I've been meaning to do this site for months now and with talk recently of it all been sold off and flattened for housing I thought "Right, lets have a crack at it".

Im a little sketchy on history for this site im affraid but heres what I know. The site has been used by Pirelli since the 1920's, and during 90's parts of the site were temporarily closed due to the tough economic climate. By 2000 the site had extended to c.27 hectares in size although some areas still remained unused. This part of the site closed in 2005 and was acquired by a large development company.

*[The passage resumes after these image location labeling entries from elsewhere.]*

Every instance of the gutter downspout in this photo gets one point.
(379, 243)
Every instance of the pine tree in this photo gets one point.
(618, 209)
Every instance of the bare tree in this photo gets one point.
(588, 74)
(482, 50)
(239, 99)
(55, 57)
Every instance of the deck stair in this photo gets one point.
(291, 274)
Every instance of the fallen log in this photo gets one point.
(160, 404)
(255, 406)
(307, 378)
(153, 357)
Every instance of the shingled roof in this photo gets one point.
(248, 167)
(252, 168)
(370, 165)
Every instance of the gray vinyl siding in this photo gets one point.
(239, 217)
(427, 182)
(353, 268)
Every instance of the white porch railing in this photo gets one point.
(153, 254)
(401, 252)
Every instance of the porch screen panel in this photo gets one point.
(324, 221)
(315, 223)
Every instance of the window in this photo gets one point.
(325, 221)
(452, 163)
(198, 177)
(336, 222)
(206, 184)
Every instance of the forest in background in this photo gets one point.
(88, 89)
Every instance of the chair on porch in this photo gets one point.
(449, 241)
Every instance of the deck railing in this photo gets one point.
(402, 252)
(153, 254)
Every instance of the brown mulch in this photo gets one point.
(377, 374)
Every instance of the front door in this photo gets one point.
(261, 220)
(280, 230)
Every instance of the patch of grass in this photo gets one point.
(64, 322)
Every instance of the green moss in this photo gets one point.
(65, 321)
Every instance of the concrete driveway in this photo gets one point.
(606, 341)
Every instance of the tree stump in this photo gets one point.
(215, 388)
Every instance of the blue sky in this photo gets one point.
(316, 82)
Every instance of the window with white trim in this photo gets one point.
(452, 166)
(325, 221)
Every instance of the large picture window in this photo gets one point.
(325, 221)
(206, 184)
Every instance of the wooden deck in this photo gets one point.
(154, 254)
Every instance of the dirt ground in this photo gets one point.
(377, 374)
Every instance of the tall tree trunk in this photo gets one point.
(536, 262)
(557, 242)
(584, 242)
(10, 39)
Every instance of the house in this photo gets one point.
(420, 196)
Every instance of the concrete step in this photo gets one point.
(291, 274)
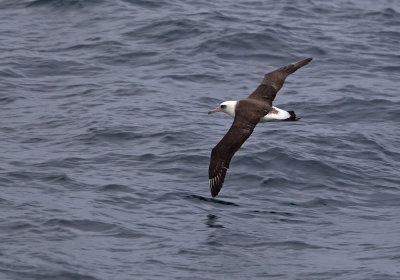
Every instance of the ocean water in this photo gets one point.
(105, 140)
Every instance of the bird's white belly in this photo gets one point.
(275, 115)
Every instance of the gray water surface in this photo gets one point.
(105, 140)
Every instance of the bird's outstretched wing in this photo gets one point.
(274, 80)
(223, 152)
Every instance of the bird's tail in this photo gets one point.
(291, 68)
(292, 117)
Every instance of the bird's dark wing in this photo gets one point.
(274, 80)
(223, 152)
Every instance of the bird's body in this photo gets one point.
(247, 113)
(275, 114)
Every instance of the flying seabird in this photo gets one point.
(257, 107)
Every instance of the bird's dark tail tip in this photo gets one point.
(292, 117)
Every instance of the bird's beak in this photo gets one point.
(218, 109)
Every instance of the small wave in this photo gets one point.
(64, 4)
(211, 200)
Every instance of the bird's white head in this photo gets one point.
(227, 107)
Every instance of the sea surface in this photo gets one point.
(105, 140)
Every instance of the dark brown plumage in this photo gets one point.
(247, 114)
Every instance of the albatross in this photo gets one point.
(247, 113)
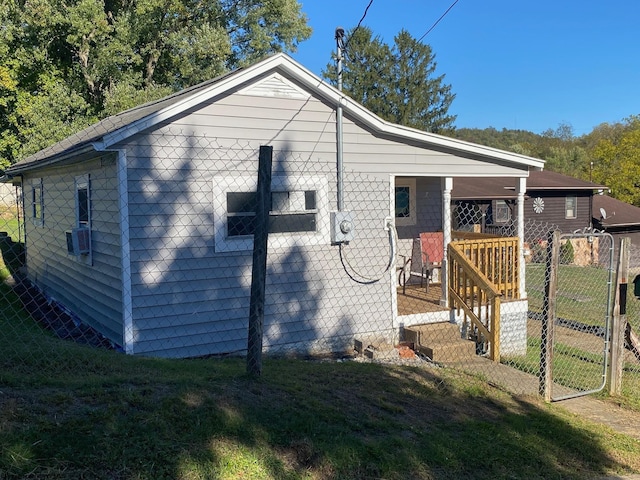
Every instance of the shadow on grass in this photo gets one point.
(126, 417)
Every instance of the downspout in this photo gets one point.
(339, 134)
(128, 337)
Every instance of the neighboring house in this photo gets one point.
(617, 218)
(137, 225)
(551, 198)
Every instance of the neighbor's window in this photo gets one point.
(570, 207)
(37, 203)
(502, 212)
(83, 201)
(405, 201)
(295, 211)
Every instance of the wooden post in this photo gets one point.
(619, 319)
(259, 268)
(549, 311)
(495, 328)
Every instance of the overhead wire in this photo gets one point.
(438, 21)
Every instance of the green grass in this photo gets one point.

The site is huge and this is just a small section (3 floors to be exact) of one of the old buildings. They seem very reminiscent of old mill buildings but little to no machinery remains in these section.

There are still buildings on the site with old machinery left in and I am hoping to visit at a later date as well as the underground tunnels which link various parts of the site together which apparently still have power but flood this time of year.

I apologise for the amount of photos, I got a little carried away in the 3.5 hours I was there. Anyway on with the pics. Enjoy.


----------



## Priority 7 (Jan 17, 2012)

Thats lovely mate love the shots and looks like a nice explore


----------



## mersonwhoopie (Jan 18, 2012)

Great photos!!


----------



## MD (Jan 18, 2012)

thats nice really nice


----------



## alex76 (Jan 18, 2012)

I agree with everyone else cracking shots there bud prob a little more contast on the first one. brilliant loved it cheers


----------



## fluffy5518 (Jan 18, 2012)

Absolutely crackin' pics mate !! Really atmospheric but also sad (and maddening:icon_evil) as yet another slice of Britains manufacturing industry is flushed away !!! Still no doubt some faceless bunch of suits will be making a mint in selling off the newly built little boxes as 'affordable homes' to the people that can least afford them !!
Rant over !! Keep up the good work. !!


----------



## Pincheck (Jan 18, 2012)

Nice stuff mate, spent a lot of time mooching around the old continental Tyre factory up in Scotland till it was demolished. There was one in Newcastle as well i think Dunlop but never managed to see that one eithe fascinating places


----------



## dangerous dave (Jan 19, 2012)

that is very very nice


----------



## nelly (Jan 19, 2012)

Cracking stuff mate, but in one of the shot I see a roof ladder and a hatch, but no roof shots?? Hmmm?


----------



## T4toria (Jan 19, 2012)

Great shots


----------



## Decender (Jan 20, 2012)

nelly said:


> Cracking stuff mate, but in one of the shot I see a roof ladder and a hatch, but no roof shots?? Hmmm?



Yeh it does lead out onto the roof. It does have a small padlock and its not something I would attempt on this visit as various other parts of the site are still very active so theres a fair bit of movement around outside during weekday working hours. Would be very cool up there though no doubt


----------



## Mythial (Feb 5, 2012)

I've been trying to do this myself. Still want to but my navigation needs...perfecting...


----------



## Decender (Feb 14, 2012)

Hit me up on a PM and I will help with the Navi


----------



## Ramsgatonian (Feb 16, 2012)

Nice report!

Pirelli make the best tyres!


----------



## J_a_t_33 (Feb 19, 2012)

I concur with what they all say, awesome shots!


----------



## BaBaFiCo (Feb 20, 2012)

Hi, what was access like? Looking to do some stuff in the Burton/Swad area myself!

Ash


----------



## krela (Feb 21, 2012)

BaBaFiCo said:


> Hi, what was access like? Looking to do some stuff in the Burton/Swad area myself!
> 
> Ash



It was accessible, clearly, otherwise you wouldn't be viewing these photos.

Please read the forum rules, asking about access in public isn't allowed here.


----------